Minna and Kari Herranen from Kiuruvesi, in Finland, have a very clear breeding goal: a healthy, strong, sustainable cow that works well on their four robots.

Minna and Kari Herranen from Kiuruvesi, in Finland, emphasize trust as a keyword when they talk about the advances of their herd.

"With us, time is limited, and you have to trust others to do certain tasks. Everything is then based on reliability”, says Kari Herranen. The Herranen family's breeding goals have been, and still are very clear: a healthy, strong, sustainable cow that works well on the robots.

For this goal, they have worked closely to Faba (one of VikingGenetics owners and distributors); this trust has been converted into benefits for this family farm. There are now 35 cows which production has risen 100,000 kg ECM in the barn and there are several cows that milk 15-16,000 kg per year.


Good genetics

The Herranen family has good tools to plan the breeding work and develop the herd and production. In addition to the breeding plan, the farm also performs genomic tests on all the heifers.

They received about forty flushed, pregnant heifers from the core Asmo herd between 2009 and 2011. They want the cows to be long-lasting so that the need for replacement is kept small.
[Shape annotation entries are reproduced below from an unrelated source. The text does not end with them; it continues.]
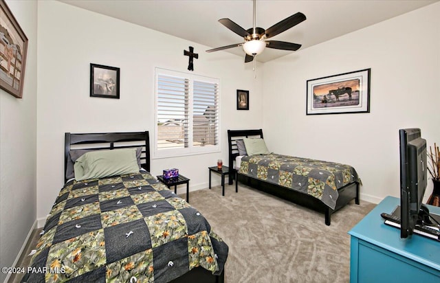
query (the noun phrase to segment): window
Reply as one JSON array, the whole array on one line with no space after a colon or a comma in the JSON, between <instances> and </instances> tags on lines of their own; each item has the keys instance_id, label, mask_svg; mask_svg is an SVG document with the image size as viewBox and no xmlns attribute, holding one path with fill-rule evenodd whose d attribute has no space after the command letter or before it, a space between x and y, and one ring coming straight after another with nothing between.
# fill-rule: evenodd
<instances>
[{"instance_id":1,"label":"window","mask_svg":"<svg viewBox=\"0 0 440 283\"><path fill-rule=\"evenodd\" d=\"M219 80L156 68L155 157L219 151Z\"/></svg>"}]
</instances>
"The goal was to improve the animal material in the herd and then quite a lot of flushes and embryo transfers were also carried out in our herd. Nowadays, we make about five transfers a year."

Minna and Kari Herranen

Herd with even calving

Over the years, the herd has been VikingHolstein dominated. Now they have barely a third of VikingRed cows.
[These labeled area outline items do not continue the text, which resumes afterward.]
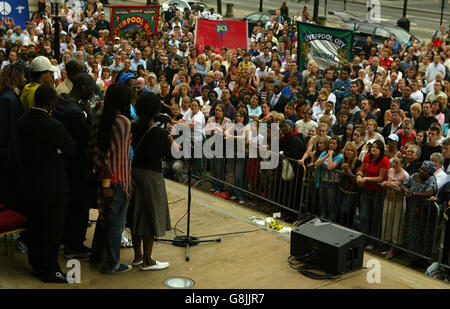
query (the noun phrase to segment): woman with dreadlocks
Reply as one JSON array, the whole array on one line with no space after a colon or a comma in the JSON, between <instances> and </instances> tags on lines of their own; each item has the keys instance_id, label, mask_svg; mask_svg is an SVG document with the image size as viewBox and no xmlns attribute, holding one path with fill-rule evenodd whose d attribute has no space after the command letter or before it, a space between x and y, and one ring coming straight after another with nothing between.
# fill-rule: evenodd
<instances>
[{"instance_id":1,"label":"woman with dreadlocks","mask_svg":"<svg viewBox=\"0 0 450 309\"><path fill-rule=\"evenodd\" d=\"M92 244L91 262L102 262L101 272L116 274L132 269L120 264L120 241L131 197L130 121L131 93L114 83L105 94L103 110L94 120L89 149L101 182L99 222Z\"/></svg>"},{"instance_id":2,"label":"woman with dreadlocks","mask_svg":"<svg viewBox=\"0 0 450 309\"><path fill-rule=\"evenodd\" d=\"M17 123L24 109L20 91L25 86L24 68L9 64L0 72L0 204L19 208L20 144Z\"/></svg>"}]
</instances>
'We haven't actively pursued it, but maybe we've had some decline among the Ayrshire cows and there have been better heifer calves of the Holstein breed. But the Ayrshire animals still have an important place in the herd," Minna says.
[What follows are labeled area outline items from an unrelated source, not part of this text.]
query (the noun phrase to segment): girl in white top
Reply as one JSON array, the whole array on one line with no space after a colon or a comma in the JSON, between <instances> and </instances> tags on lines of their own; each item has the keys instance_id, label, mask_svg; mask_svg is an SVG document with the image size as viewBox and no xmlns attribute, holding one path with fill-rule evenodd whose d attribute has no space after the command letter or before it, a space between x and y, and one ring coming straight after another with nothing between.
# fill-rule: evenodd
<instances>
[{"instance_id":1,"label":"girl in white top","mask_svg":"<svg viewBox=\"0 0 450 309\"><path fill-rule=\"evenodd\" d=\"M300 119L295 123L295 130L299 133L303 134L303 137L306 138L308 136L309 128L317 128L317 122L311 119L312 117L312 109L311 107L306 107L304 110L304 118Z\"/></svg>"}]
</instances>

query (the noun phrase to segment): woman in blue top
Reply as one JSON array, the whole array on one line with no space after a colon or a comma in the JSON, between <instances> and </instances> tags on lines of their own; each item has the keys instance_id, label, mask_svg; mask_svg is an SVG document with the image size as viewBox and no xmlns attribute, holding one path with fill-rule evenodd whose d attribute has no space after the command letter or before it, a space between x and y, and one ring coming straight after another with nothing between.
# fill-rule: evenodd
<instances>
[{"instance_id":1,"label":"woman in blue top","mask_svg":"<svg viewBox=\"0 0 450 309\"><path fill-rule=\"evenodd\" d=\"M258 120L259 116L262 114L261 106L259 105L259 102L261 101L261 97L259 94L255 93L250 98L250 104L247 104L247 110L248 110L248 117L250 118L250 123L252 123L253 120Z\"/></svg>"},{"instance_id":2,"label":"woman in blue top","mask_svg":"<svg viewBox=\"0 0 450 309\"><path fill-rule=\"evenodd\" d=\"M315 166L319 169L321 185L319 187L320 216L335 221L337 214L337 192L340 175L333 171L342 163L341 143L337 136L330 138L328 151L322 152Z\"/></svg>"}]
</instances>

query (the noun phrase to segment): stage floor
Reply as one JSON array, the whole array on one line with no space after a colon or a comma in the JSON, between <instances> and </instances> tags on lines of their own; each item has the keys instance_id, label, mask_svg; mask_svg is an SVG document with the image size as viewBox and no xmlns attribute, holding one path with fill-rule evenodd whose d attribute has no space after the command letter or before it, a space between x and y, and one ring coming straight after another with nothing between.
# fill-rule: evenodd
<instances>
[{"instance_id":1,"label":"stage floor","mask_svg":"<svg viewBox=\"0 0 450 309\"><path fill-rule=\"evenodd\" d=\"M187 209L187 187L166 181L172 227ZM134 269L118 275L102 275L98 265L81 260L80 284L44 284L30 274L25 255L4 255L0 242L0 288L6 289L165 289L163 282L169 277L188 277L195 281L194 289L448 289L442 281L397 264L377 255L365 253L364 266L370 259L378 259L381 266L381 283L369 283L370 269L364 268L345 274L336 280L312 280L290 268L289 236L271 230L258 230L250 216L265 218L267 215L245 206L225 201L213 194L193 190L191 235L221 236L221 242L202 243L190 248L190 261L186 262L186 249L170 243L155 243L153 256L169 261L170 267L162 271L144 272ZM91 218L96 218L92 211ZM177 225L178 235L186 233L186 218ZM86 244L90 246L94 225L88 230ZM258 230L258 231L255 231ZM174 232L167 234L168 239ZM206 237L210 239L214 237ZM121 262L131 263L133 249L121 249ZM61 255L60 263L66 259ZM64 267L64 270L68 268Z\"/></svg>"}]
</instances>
Kari Herranen, who is responsible for feeding, talks about the key facts of the herd. As such he says that the average production of the herd last year was just over 12,000 kg ECM, the fat content was 4.3% and the protein 3.6%.

The average calving of the herd is 2.9 and the lifetime production has risen to over 37,600 kg.

Moreover, there have been five cows producing their 100,000 kg ECM under their lifetime, two of them, Ihaa and Juhlava, are still in production.

"We have 220 cows, that is, we have a lot of available capacity, as the sinks are part of the stalls," says Kari Herranen.

The heifers calve at 24 months of age, on average a month later than the target, but this is partly because they want even calving per month.

"We sometimes play with the insemination of the heifers, so that we get even with calving. Partly because of the pricing of the milk, but also because the working hours and the young cattle's spaces are to be sufficient”, Kari says.

VikingHolstein cow

Healthy calves with igloo

The herds´ drift barn was built in 2005 and expanded in 2014. When the barn was completed, milking began with two robots, the third was commissioned three years later and the fourth in connection with enlargement.

During the drinking period, calves are found both individually and in a group igloo with five to six calves together. After weaning, the calves are moved to a larger group and igloo.

The igloos are mainly on compact flooring, under roofs that protect against rain and wind. In the summer you also have igloos under the open sky. The igloos have been used for a few years and the health of calves has clearly improved, which was also the goal when starting with igloos.

The farm grows 320 hectares, including leases. This year it has about 60 hectares in cereals, almost a third less than usual.


Facts of the farm

  • Owners: Minna and Kari Herranen
  • Number of cows: 220 VikingHolstein and VikingRed (33%).
  • Production: 12,000 kg ECM with 4.3% fat and 3.6% protein.